Health blog!

Welcome students to our class blog. We will be using this space for class discussions to examine, evaluate, and share knowledge. Discussions provide opportunities for students to think critically on the topics we will be learning about in Health class. Concepts, assignments, and readings will be used as the basis for our discussions to create a positive learning community in which students are willing to share their ideas and to accept constructive criticism from their peers.

Monday, January 10, 2011

Chapter 27.5 Daniela Torres

Concept check 27.5
1. Explain how muscles work in pairs in moving limbs.


Muscles work in pairs when moving limbs. As a muscle contracts, it pulls on the attached bone. When a skeletal muscle is contracting, there is an opposing muscle-one that is relaxed, but can still contract and pull the bone back in the opposite direction.

2. Identify the structures that make up a skeletal muscle. Include these terms: muscle fiber, fascicle, myofibrils, actin, myosin, sarcomere.
An skeletal muscle is made up of a bundle of parallel muscle fibers (a fascicle), along with a supply of nerves and blood vessels. Each muscle fiber is an elongated (long) cylindrical muscle cell that contains many nuclei. Inside each muscle fiber there are bundles of smaller units called myofibrils.Each myofybril is made up of repeating units called sarcomeres. Each sarcomere is made up of two kinds of filaments: actin and myosin.

Actin is the thin rope like structure rapped around the thick filament that is myosin. Both of these filaments work together and are responsible for muscle contraction.


3. Identify at least 3 organ systems involved in a handshake. Describe WHAT each system contributes to the handshake.
1. First, all the main coordination occurs in the brain when the eyes sense the presence of another person and sends signal to brain.
2. Later on, the information on the brain decides to initiate the handshake.
3. The other brain regions send out messages along the nerves to an array of muscles.
4.After the response consists of a series of relaxation and contraction of various muscles from the back, forearm, shoulder, wrist, and upper arm.
5. Finally many muscles amnipulate the 27 bones in the hand.
During this whole process the nervous system contributes by sending the signals to the brain of what is happening, how, and when and how to perform the response to the signal taken.
The circulatory system contributes to this process by providing a constant supply of oxygen and nutrients through the blood vessels to make the muscles move.
Finally, the intergumentary system senses the response(the final handshake) and sends this response to the brain. plus, it protects the inner strucutres of the hand needed to perform the hand shake initiallly.

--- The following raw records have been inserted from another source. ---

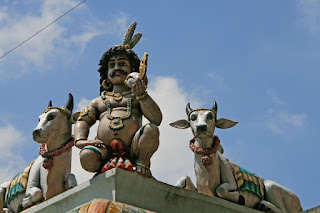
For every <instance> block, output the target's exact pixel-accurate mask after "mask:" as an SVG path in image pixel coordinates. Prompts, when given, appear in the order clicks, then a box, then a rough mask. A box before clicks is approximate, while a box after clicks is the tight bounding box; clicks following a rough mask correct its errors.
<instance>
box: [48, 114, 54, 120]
mask: <svg viewBox="0 0 320 213" xmlns="http://www.w3.org/2000/svg"><path fill="white" fill-rule="evenodd" d="M54 118H55V116H54V115H48V118H47V120H48V121H51V120H53V119H54Z"/></svg>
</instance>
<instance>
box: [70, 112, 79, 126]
mask: <svg viewBox="0 0 320 213" xmlns="http://www.w3.org/2000/svg"><path fill="white" fill-rule="evenodd" d="M79 115H80V112H76V113H74V114H73V115H71V118H70V120H71V123H73V124H74V123H76V122H77V120H78V118H79Z"/></svg>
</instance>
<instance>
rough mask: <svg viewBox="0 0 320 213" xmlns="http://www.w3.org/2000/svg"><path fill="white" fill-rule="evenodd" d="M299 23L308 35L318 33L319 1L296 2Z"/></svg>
mask: <svg viewBox="0 0 320 213" xmlns="http://www.w3.org/2000/svg"><path fill="white" fill-rule="evenodd" d="M297 7H298V10H299V12H300V19H299V23H300V24H301V25H302V26H304V27H305V28H306V29H307V30H308V31H309V32H310V33H317V34H318V33H320V1H318V0H297Z"/></svg>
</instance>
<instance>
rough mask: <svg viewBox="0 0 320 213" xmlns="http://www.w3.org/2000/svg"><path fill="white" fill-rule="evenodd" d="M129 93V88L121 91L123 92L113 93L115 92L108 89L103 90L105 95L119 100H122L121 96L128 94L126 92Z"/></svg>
mask: <svg viewBox="0 0 320 213" xmlns="http://www.w3.org/2000/svg"><path fill="white" fill-rule="evenodd" d="M130 93H132V91H131V90H127V91H123V92H119V93H115V92H110V91H108V92H105V95H107V96H113V100H115V101H118V102H119V101H121V100H122V98H123V96H125V95H128V94H130Z"/></svg>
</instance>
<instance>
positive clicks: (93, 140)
mask: <svg viewBox="0 0 320 213" xmlns="http://www.w3.org/2000/svg"><path fill="white" fill-rule="evenodd" d="M87 145H90V146H95V147H97V148H106V146H105V145H104V143H103V142H102V141H100V140H90V141H89V142H88V144H87Z"/></svg>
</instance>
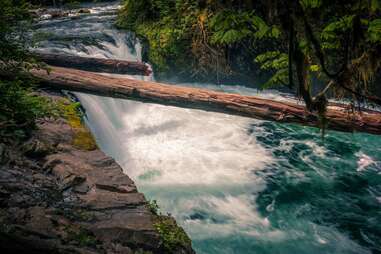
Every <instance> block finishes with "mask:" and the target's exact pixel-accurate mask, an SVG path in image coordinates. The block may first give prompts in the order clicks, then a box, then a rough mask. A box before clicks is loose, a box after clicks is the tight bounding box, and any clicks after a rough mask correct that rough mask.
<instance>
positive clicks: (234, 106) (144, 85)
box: [31, 67, 381, 135]
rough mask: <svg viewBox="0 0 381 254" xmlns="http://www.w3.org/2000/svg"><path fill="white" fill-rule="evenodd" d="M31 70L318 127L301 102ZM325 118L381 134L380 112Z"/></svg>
mask: <svg viewBox="0 0 381 254" xmlns="http://www.w3.org/2000/svg"><path fill="white" fill-rule="evenodd" d="M31 73H32V75H33V76H34V77H36V78H38V79H39V80H40V81H41V82H42V84H45V85H47V86H50V87H53V88H56V89H64V90H70V91H78V92H84V93H90V94H97V95H101V96H109V97H114V98H126V99H133V100H139V101H145V102H153V103H159V104H164V105H173V106H179V107H185V108H195V109H203V110H209V111H215V112H224V113H228V114H235V115H242V116H247V117H253V118H258V119H264V120H271V121H276V122H283V123H297V124H302V125H307V126H313V127H320V121H319V116H318V115H316V114H315V113H311V112H308V111H307V110H306V109H305V107H304V106H303V105H298V104H296V103H293V102H280V101H274V100H268V99H262V98H259V97H255V96H245V95H239V94H229V93H222V92H216V91H211V90H207V89H201V88H190V87H181V86H175V85H168V84H161V83H155V82H148V81H142V80H133V79H126V78H117V77H108V76H102V75H99V74H96V73H91V72H86V71H80V70H75V69H68V68H59V67H52V70H51V71H50V72H49V73H47V72H46V71H45V70H32V72H31ZM326 118H327V126H326V127H327V129H331V130H338V131H346V132H352V131H359V132H368V133H373V134H378V135H381V112H377V111H371V110H364V111H363V112H361V113H358V112H354V113H351V112H350V111H349V110H348V109H346V107H345V106H344V105H334V106H329V107H328V110H327V114H326Z"/></svg>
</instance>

4. Explain how actin and myosin interact as a muscle cell contracts.

Actin and myosin interact as a muscle cell contracts in the following way:
1. First myosin heads bind to thin filaments.
2. Later the myosin heads bends pulling the thin filaments towards the sarcomere.
3. Later on, ATP binds to each myosin head freeing it from the thin filament.
4. By this the myosin is free to attach to a new spot and further pull the thin filament along.
5.Filaments dont get shorter; they simply just overlap each other.
6. Consequently the sarcomere shortens.
7. This process continues until sarcomere contracts.
8.As the sarcomeres of many muscle fibers shorten, the muscle contracts.

1 comment:

  1. "As a muscle contracts, it pulls on the attached bone" I agree with this but i think that the word is relaxes not pulls.